One of the most powerful features in AIMS is the ability to point it at pretty much any spatial data source and then diplay that data in a map. For one of our large enterprise customers this was fantastic as they had data being managed by a variety of in-house and external systems that they wanted to bring together into their AIMS solution.
The problem we found with giving AIMS direct access from to another system's spatial database or SHP file store was the potential performance impacts on the source system. Given that these systems ranged in business criticality we found that the Application Owners were reluctant to let AIMS have open slather access to their data, even if it was only for querying.
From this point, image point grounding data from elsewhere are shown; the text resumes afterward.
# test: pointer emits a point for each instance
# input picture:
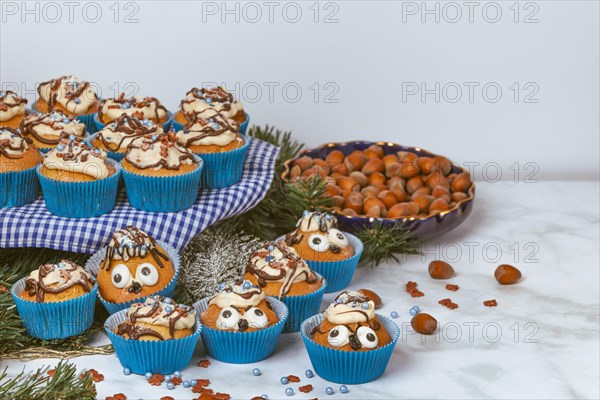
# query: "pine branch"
(382, 241)
(65, 383)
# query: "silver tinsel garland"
(215, 256)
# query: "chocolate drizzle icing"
(38, 288)
(122, 250)
(286, 265)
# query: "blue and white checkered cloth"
(33, 226)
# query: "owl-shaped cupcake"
(135, 267)
(350, 324)
(239, 306)
(317, 238)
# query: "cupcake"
(349, 343)
(12, 109)
(278, 270)
(132, 267)
(56, 300)
(46, 130)
(217, 140)
(160, 175)
(78, 181)
(137, 106)
(217, 98)
(18, 161)
(71, 96)
(329, 251)
(156, 336)
(240, 325)
(116, 136)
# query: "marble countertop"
(541, 341)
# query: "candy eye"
(336, 236)
(367, 337)
(228, 318)
(147, 274)
(338, 336)
(318, 242)
(120, 276)
(256, 318)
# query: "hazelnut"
(461, 183)
(437, 179)
(345, 182)
(440, 270)
(403, 210)
(414, 183)
(335, 157)
(358, 159)
(507, 274)
(377, 178)
(304, 162)
(359, 177)
(388, 198)
(423, 201)
(438, 205)
(372, 166)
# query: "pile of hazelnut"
(373, 184)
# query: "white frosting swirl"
(11, 105)
(52, 126)
(75, 95)
(158, 310)
(350, 307)
(234, 295)
(207, 128)
(211, 98)
(12, 144)
(73, 155)
(156, 152)
(137, 106)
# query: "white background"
(365, 56)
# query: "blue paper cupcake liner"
(242, 347)
(158, 357)
(93, 266)
(18, 188)
(98, 126)
(243, 126)
(111, 154)
(224, 169)
(163, 193)
(81, 199)
(56, 320)
(86, 119)
(349, 367)
(338, 273)
(302, 307)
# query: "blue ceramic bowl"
(424, 228)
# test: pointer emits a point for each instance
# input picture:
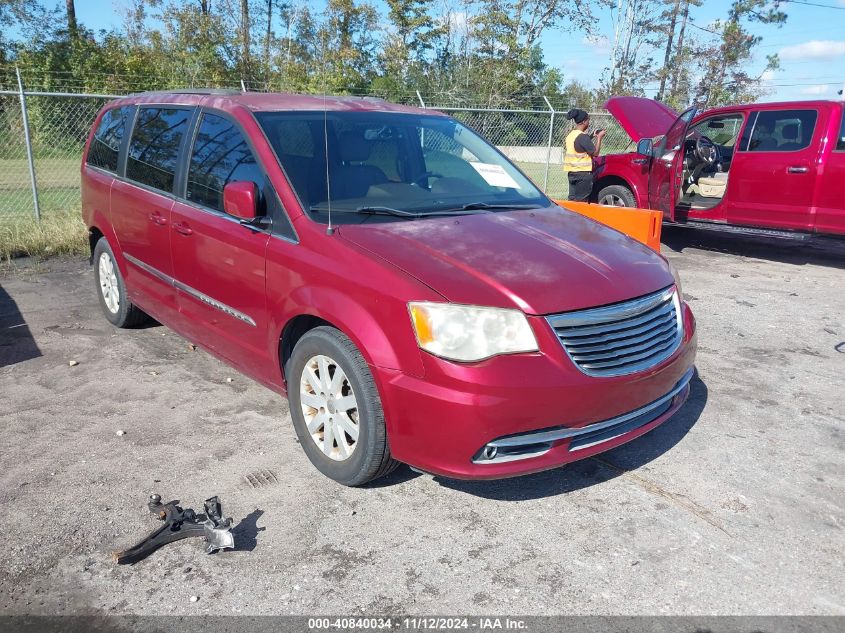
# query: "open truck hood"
(641, 117)
(541, 261)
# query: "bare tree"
(72, 28)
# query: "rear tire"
(616, 196)
(336, 409)
(112, 291)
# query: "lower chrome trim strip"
(214, 303)
(547, 437)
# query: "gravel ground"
(735, 506)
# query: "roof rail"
(190, 91)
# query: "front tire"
(336, 409)
(616, 196)
(112, 291)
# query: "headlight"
(677, 277)
(470, 333)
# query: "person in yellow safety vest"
(580, 148)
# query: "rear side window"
(154, 147)
(105, 146)
(782, 130)
(220, 156)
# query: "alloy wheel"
(108, 283)
(329, 407)
(612, 200)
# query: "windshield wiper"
(399, 213)
(487, 205)
(368, 211)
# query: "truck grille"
(622, 338)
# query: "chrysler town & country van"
(414, 295)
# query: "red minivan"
(414, 295)
(770, 168)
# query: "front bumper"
(538, 411)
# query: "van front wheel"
(616, 196)
(112, 291)
(336, 409)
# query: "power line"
(815, 4)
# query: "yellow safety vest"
(576, 161)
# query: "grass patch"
(558, 183)
(60, 233)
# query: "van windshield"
(407, 164)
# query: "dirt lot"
(737, 505)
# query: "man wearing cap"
(578, 161)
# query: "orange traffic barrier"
(642, 224)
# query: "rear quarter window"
(154, 147)
(105, 146)
(220, 156)
(782, 130)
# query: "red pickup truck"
(772, 168)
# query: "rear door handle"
(158, 218)
(184, 229)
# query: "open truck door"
(665, 168)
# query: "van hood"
(641, 117)
(541, 261)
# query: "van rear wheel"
(112, 291)
(336, 409)
(616, 196)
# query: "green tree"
(726, 78)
When it's all said and done, using AIMS it is possible to theme your spatial data in such a way that it will cause a significant database hit, just like you can with a bad SQL query.
So we ended up advising on an architecture something like this...
Notice that the external data sources supply data to the AIMS database or fileserver, essentially making the total AIMS solution a data wharehouse.
This gave us the added ability to 'process' data on the way in.
We could also do things like joining data from various sources together selectively in our database - this doesn't work so well when set up through AIMS Studio.
We could also optimise the data for viewing - especially in the database where you can create both spatial and standard indexes to accelerate things like Layer Filters and Themes.
An architecture like this gives you great control over the data that AIMS is consuming. The tricky bit is how do you keep data current? But that's for another blog post!